Judge people according to character, not clothing or body art

Picture yourself walking down a bustling street in the heart of the colorful city. A cafe, its open doors adorned with hanging vines, catches your eye. You stroll in, notice two baristas chatting behind the counter, and invite yourself take a look around.

The products look appetizing, the drinks posted on the menu sound warm and familiar. When you have made your rounds alongside the counters a few too many times, the barista prompts herself to greet you with the shell of a smile that spoiled two weeks ago and a “hello” that manages to echo throughout the petite shop.
This greeting was unpleasant, but you still want a latte.

A couple weeks later, you pass by the same cafe and see a notice that it is under new management. Intrigued enough, you peek inside to find two baristas, who then draw you in with gentle smiles and welcoming “hello”s. They are pleasant, helpful and not over bearing.

In hindsight, you remember the first two baristas you met at this cafe were dressed in jean shorts – one of them wearing Bermuda’s, the other wearing shorter shorts with the hems folded up – and one wearing a baby pink, fitted polo shirt, another wearing a decent button-up.

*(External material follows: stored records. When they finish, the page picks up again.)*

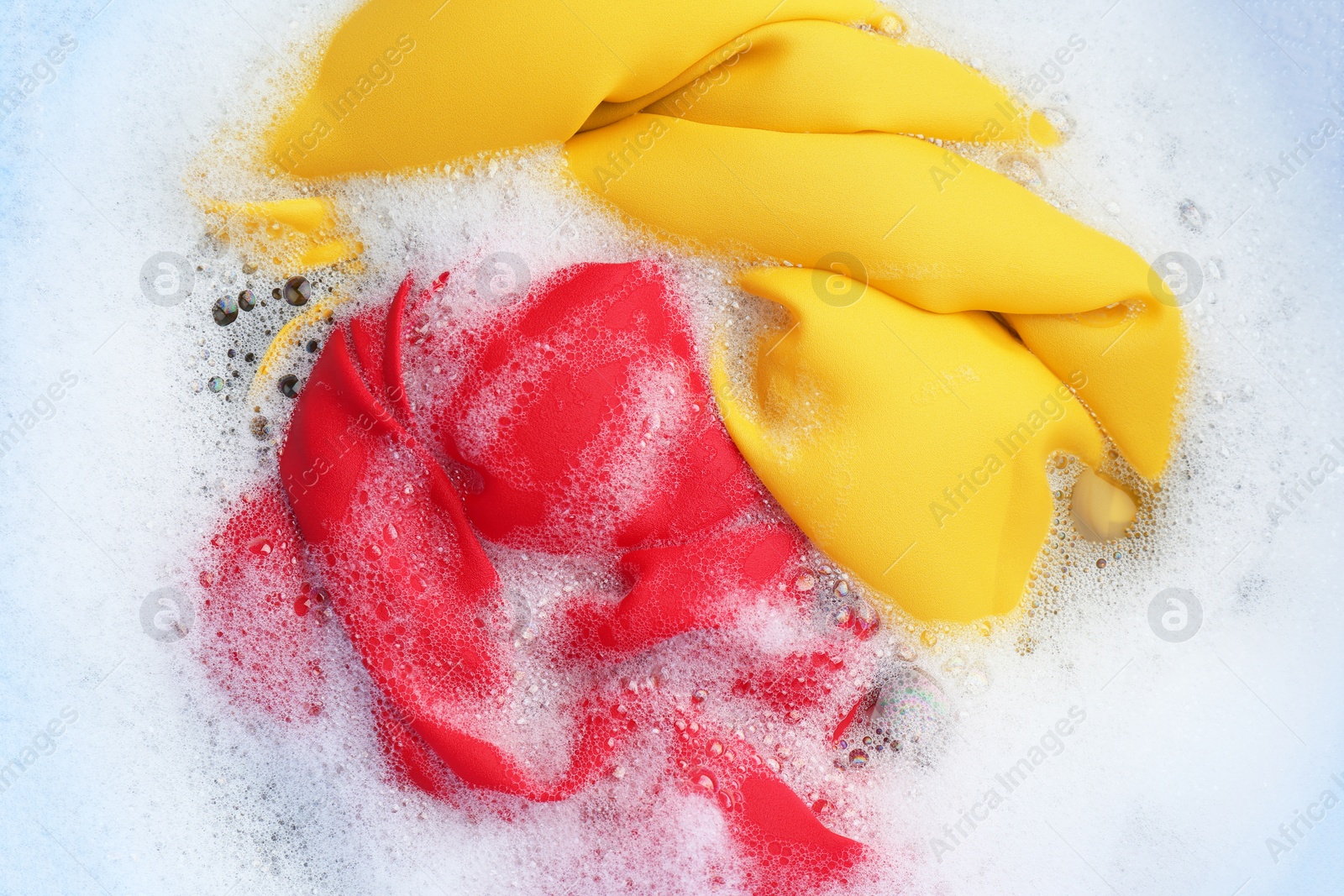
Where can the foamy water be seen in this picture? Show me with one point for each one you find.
(1180, 761)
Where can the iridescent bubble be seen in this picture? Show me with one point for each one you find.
(297, 291)
(225, 311)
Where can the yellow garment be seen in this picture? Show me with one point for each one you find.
(909, 445)
(902, 426)
(284, 235)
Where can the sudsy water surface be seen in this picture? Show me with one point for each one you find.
(1160, 716)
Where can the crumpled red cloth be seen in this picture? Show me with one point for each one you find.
(577, 422)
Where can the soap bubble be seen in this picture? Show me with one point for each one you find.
(225, 311)
(297, 291)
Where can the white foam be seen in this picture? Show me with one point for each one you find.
(1189, 755)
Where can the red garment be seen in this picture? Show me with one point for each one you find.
(578, 423)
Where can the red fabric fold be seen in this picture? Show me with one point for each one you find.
(585, 427)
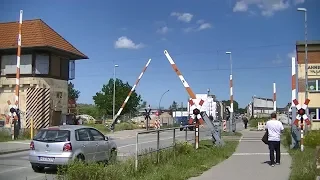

You also remember that the second pair of baristas, the ones hired under the new management, were dressed slightly more abstractly. The first was wearing a long shirt and a shirt decorated with glass beadwork, and didn’t bother to hide the tattoo wrapped around her wrist and forearm, which quite resembled the vines you had seen strewn on the café’s door. The other barista had been wearing all black, a velvet choker necklace, and had a septum piercing.

My point in sharing these scenarios is to point out that the quality of service and company offered by employees does not depend on their physical characteristics or fashion choices they make. Though the norms are budging nowadays, it is incredibly common for employers to immediately first – and heavily – judge their employee candidates based on their outward appearance.
I believe the employer’s intentions are good, to a degree. Objectively, they are trying to ensure the most professional environment they can. And this is good for customers because they appreciate being treated with respect and decency.

This idea of good intentions, however, is skewed. Professional dress does not equal respect and kind mannerism.

I know and appreciate the fact that it’s impossible for people to turn off their initial judgement of anything. It’s a primal reflex. We judge our surroundings to determine whether or not to flee from potential danger. We judge those around us to guess who we might be interested in talking with, and who we would probably not enjoy talking with. And there’s nothing wrong with that.
There is something wrong with overindulging in such judgment, though. There is something wrong with feeding a habit that judges people so heavily on the clothes they wear or the tattoos they have gotten and wish not to hide.

This is a problem of habit more than anything else. Don’t forget to act on the saying you already know rings true: Don’t judge a book by its cover.
Better yet, don’t judge a human being based on the ink on their skin or the clothes that they choose.